Background: Aesthetic augmentation phalloplasty is a set of procedures aimed at increasing penile length and/or girth; many of these procedures are investigational. This systematic review set out to summarize available literature on these procedures in patients with normal penile anatomy.
Methods: A systematic review was performed using the Preferred Reporting Items for Systematic Reviews and Meta-Analyses guidelines. The MEDLINE/PubMed, Scopus, and Cochrane Databases were used to identify articles on aesthetic augmentation phalloplasty in cis-gender men without penile deformity from 1990 to 2018. Data on outcomes, complications, and patient-reported satisfaction were collected.
Results: Sixteen articles, involving 1192 patients, met our inclusion criteria.
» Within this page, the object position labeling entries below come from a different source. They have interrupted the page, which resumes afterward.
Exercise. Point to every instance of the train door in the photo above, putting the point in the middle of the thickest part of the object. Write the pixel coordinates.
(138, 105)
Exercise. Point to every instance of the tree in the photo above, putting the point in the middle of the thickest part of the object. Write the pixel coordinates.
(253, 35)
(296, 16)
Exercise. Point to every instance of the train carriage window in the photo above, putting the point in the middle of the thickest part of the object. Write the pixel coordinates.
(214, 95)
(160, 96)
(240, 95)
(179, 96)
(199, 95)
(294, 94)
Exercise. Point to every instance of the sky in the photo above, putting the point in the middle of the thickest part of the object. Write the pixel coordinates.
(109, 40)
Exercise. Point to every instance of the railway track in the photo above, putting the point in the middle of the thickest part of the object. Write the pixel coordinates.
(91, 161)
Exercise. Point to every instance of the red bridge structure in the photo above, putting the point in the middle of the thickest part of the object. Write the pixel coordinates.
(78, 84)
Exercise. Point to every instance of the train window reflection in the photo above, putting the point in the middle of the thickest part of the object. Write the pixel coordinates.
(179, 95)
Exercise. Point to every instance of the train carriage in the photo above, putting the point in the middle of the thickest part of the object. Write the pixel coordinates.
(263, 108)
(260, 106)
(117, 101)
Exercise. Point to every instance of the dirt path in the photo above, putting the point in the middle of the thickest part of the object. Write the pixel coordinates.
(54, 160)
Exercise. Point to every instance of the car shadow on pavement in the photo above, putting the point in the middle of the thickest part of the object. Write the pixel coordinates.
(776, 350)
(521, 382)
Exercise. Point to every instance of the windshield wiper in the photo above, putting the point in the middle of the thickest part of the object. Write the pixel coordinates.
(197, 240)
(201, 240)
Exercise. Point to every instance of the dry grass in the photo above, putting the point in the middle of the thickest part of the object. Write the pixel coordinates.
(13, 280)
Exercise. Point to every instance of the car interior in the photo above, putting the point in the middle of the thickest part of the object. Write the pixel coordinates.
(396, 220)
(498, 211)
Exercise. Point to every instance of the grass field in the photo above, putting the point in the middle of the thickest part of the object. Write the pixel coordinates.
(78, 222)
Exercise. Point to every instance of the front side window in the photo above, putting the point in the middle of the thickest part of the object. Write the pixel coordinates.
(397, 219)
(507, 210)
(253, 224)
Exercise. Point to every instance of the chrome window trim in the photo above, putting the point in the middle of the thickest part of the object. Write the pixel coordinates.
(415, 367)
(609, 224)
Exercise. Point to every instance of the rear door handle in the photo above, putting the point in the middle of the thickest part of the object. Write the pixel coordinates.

Mean age ranged from 23 to 44 years, and follow-up time ranged from 6 to 48 months. The quality of the studies was poor regarding methodology for patient selection and outcomes reporting. Surgical interventions included suspensory ligament incision, grafting, flaps, and penile disassembly. Augmentation was performed for length only in 16 percent of patients, girth only in 70.6 percent, and combined in 13.4 percent. Length gain ranged from 8 to 83 percent in the flaccid state and 12 to 53 percent in the erect state. Girth gain ranged from 16 to 56 percent in the flaccid state and 19 to 30 percent in the erect state. The pooled complication rate was 14.6 percent, with those undergoing combined augmentation having the highest complication rate. Patients were generally satisfied; reported satisfaction rates ranged from 50 to 100 percent.
Conclusions: Enhancement procedures are controversial and investigational. Data point to inconsistent methodology when reporting penile dimensions, outcomes, and patient satisfaction. Despite the reportedly high satisfaction rates, patients should be counseled regarding high complication rates. Best-practice guidelines will be critical to achieve safe and reliable outcomes.